Oxidative Stress Markers in Periodontitis: A Systematic ReviewPurpose: The aim of the present systematic review was to analyze the role of oxidative stress markers in patients with periodontal disease. Materials and Methods: A comprehensive search based on predetermined inclusion criteria was performed to identify studies evaluating oxidative stress markers in humans with and without periodontitis.
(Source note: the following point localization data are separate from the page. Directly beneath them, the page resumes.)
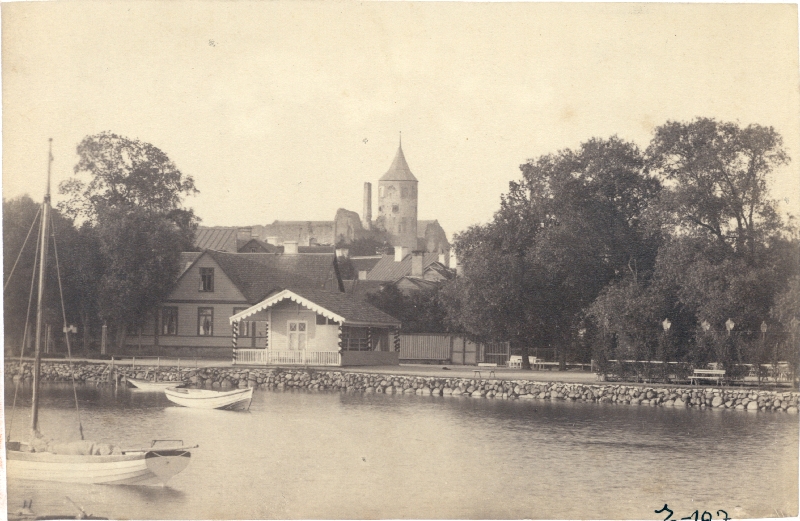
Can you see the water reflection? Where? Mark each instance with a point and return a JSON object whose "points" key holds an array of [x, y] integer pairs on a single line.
{"points": [[300, 454]]}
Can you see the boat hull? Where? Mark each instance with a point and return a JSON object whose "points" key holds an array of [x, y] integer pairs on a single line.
{"points": [[237, 400], [151, 386], [138, 468]]}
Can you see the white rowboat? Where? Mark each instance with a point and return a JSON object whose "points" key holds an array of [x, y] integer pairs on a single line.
{"points": [[236, 400], [150, 385], [140, 467]]}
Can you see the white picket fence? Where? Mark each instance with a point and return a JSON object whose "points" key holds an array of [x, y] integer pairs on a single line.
{"points": [[274, 357]]}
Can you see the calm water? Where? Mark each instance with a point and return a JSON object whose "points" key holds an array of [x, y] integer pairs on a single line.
{"points": [[329, 455]]}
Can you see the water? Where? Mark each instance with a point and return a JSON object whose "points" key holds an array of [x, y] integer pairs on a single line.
{"points": [[329, 455]]}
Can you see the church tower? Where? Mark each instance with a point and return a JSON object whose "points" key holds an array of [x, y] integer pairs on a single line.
{"points": [[397, 202]]}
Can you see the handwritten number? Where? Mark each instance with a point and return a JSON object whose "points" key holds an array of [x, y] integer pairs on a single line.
{"points": [[665, 509]]}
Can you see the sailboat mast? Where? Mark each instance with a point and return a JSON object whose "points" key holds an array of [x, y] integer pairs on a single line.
{"points": [[39, 303]]}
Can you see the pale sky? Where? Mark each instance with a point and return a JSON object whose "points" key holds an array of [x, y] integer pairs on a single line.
{"points": [[284, 110]]}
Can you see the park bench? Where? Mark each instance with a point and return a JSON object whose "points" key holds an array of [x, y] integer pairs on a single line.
{"points": [[707, 374]]}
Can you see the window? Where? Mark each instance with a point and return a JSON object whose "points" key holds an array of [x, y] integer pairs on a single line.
{"points": [[169, 321], [356, 339], [206, 279], [205, 321], [298, 336], [246, 327]]}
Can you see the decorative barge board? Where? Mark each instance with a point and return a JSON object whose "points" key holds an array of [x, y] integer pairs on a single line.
{"points": [[319, 328]]}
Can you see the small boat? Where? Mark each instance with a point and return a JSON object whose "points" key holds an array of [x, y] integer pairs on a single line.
{"points": [[150, 466], [236, 400], [83, 461], [152, 386]]}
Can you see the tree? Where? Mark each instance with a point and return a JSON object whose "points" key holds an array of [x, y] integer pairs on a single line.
{"points": [[126, 173], [718, 173], [419, 312], [132, 214], [570, 226]]}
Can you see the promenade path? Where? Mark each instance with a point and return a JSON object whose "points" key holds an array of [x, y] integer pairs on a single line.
{"points": [[423, 370]]}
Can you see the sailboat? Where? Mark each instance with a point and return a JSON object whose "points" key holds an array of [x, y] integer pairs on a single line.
{"points": [[83, 461]]}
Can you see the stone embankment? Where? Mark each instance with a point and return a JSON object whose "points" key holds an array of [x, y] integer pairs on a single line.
{"points": [[347, 381]]}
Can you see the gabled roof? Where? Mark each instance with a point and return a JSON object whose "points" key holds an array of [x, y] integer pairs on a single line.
{"points": [[359, 288], [216, 238], [244, 246], [257, 275], [389, 270], [187, 259], [365, 263], [417, 283], [399, 170], [335, 306]]}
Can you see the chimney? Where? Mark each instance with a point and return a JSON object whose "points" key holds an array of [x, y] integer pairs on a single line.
{"points": [[416, 263], [400, 253], [244, 233], [367, 206], [290, 247]]}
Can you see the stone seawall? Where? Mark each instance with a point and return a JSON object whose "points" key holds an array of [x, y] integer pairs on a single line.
{"points": [[342, 380]]}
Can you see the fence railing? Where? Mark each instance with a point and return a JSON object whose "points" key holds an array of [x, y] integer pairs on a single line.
{"points": [[271, 356]]}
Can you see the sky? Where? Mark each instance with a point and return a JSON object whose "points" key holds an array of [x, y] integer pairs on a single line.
{"points": [[283, 110]]}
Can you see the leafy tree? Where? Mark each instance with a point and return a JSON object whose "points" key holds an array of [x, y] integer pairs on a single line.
{"points": [[419, 312], [133, 215], [718, 175], [142, 260], [126, 173], [569, 227]]}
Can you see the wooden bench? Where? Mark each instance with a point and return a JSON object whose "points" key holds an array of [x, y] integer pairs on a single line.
{"points": [[707, 374], [486, 366]]}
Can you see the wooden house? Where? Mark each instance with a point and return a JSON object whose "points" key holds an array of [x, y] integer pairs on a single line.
{"points": [[213, 286], [314, 327]]}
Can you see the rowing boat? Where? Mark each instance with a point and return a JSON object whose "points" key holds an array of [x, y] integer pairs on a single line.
{"points": [[236, 400]]}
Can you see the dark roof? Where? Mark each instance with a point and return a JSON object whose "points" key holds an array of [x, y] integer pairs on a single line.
{"points": [[259, 274], [187, 259], [399, 170], [216, 238], [417, 283], [361, 288], [389, 270], [354, 311], [316, 249], [244, 246], [364, 263]]}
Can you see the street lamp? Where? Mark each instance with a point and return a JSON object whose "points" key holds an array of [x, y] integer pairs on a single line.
{"points": [[729, 326]]}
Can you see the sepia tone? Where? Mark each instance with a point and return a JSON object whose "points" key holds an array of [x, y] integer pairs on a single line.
{"points": [[336, 165]]}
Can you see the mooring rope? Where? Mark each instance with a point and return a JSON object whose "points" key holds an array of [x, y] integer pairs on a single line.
{"points": [[66, 331], [22, 249], [24, 338]]}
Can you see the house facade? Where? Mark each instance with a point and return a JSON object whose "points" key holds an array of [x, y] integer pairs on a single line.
{"points": [[311, 327], [213, 286]]}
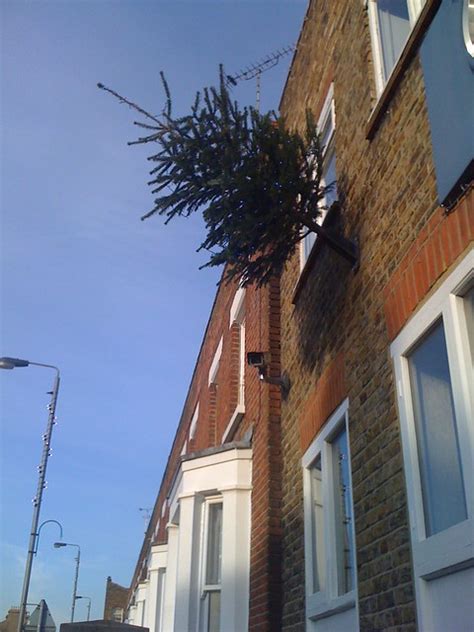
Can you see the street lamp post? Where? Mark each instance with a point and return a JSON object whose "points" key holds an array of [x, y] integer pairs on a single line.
{"points": [[11, 363], [88, 605], [39, 532], [59, 545]]}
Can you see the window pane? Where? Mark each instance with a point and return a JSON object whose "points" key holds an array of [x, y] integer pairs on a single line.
{"points": [[435, 423], [214, 611], [329, 177], [394, 26], [214, 544], [317, 526], [468, 302], [343, 514]]}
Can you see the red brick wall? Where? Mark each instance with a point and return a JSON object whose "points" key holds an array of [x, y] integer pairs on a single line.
{"points": [[443, 238]]}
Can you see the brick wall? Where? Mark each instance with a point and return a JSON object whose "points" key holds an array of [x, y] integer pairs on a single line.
{"points": [[217, 403], [341, 322]]}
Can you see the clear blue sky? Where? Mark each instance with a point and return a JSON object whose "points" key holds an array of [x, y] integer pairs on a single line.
{"points": [[118, 304]]}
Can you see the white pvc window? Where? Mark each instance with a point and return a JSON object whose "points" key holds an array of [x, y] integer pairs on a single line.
{"points": [[326, 129], [433, 359], [329, 521], [391, 22], [160, 599], [210, 609], [237, 317]]}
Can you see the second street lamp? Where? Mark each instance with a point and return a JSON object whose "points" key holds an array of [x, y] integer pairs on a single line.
{"points": [[12, 363], [59, 545]]}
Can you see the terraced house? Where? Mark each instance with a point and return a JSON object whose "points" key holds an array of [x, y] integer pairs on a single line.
{"points": [[377, 430], [344, 503]]}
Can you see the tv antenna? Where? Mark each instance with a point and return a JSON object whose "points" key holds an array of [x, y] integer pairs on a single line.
{"points": [[146, 515], [254, 71]]}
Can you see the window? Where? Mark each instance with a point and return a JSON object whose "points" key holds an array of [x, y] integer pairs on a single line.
{"points": [[468, 25], [212, 563], [433, 359], [160, 599], [329, 529], [391, 22], [237, 320], [117, 615], [213, 371], [326, 128]]}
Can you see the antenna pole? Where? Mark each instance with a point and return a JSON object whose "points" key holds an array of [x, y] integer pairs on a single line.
{"points": [[255, 70]]}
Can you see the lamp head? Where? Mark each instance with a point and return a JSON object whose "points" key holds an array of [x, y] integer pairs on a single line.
{"points": [[11, 363]]}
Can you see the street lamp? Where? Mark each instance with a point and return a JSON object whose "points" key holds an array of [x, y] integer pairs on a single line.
{"points": [[88, 605], [11, 363], [59, 545]]}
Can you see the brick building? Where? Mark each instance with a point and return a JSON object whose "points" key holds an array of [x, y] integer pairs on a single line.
{"points": [[211, 552], [347, 504]]}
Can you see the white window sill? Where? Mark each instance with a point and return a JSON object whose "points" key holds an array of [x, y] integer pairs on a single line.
{"points": [[320, 608], [233, 423]]}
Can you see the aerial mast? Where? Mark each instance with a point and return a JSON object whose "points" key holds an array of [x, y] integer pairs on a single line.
{"points": [[254, 71]]}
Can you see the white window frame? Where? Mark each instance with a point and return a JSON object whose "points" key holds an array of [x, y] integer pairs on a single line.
{"points": [[325, 602], [215, 364], [193, 424], [327, 116], [446, 551], [205, 587], [414, 9]]}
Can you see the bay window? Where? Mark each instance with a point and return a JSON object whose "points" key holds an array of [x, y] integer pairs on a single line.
{"points": [[433, 360]]}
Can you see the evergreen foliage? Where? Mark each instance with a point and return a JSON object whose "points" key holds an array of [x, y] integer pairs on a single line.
{"points": [[257, 183]]}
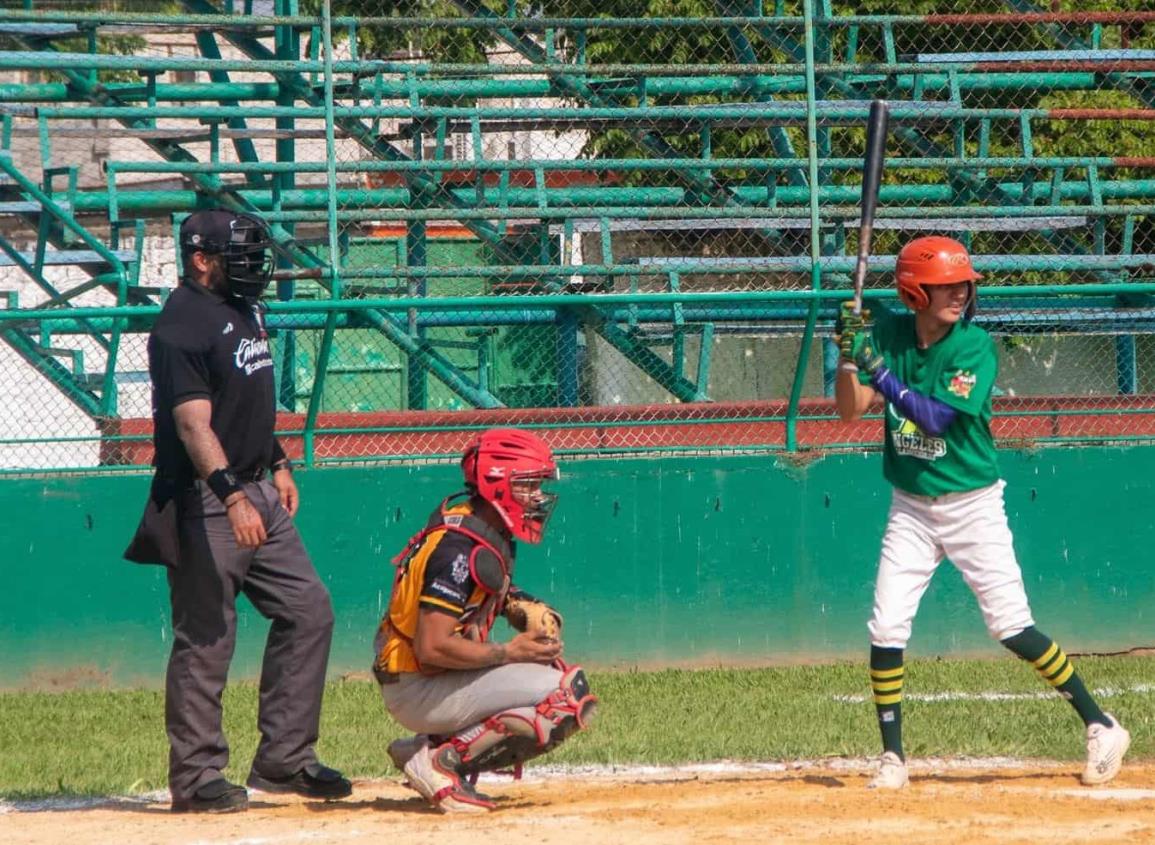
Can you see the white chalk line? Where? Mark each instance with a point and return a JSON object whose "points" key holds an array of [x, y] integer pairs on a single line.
{"points": [[1100, 693], [633, 774]]}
The search included all studies up to February 2016 in the following databases: Ovid MEDLINE, Scopus, and Cochrane Library. Results: The initial search identified 2,523 entries. The final selection consisted of 16 articles. The characteristics of the studies and the outcomes measures were described. Conclusions: A clear relationship is suggested for oxidative stress and periodontitis. Besides the outcome patterns demonstrated, the findings of the present systematic review underline the necessity of methodological standardization. Future research focusing on disease susceptibility, predictive, prognostic and therapeutics aims need to be explored.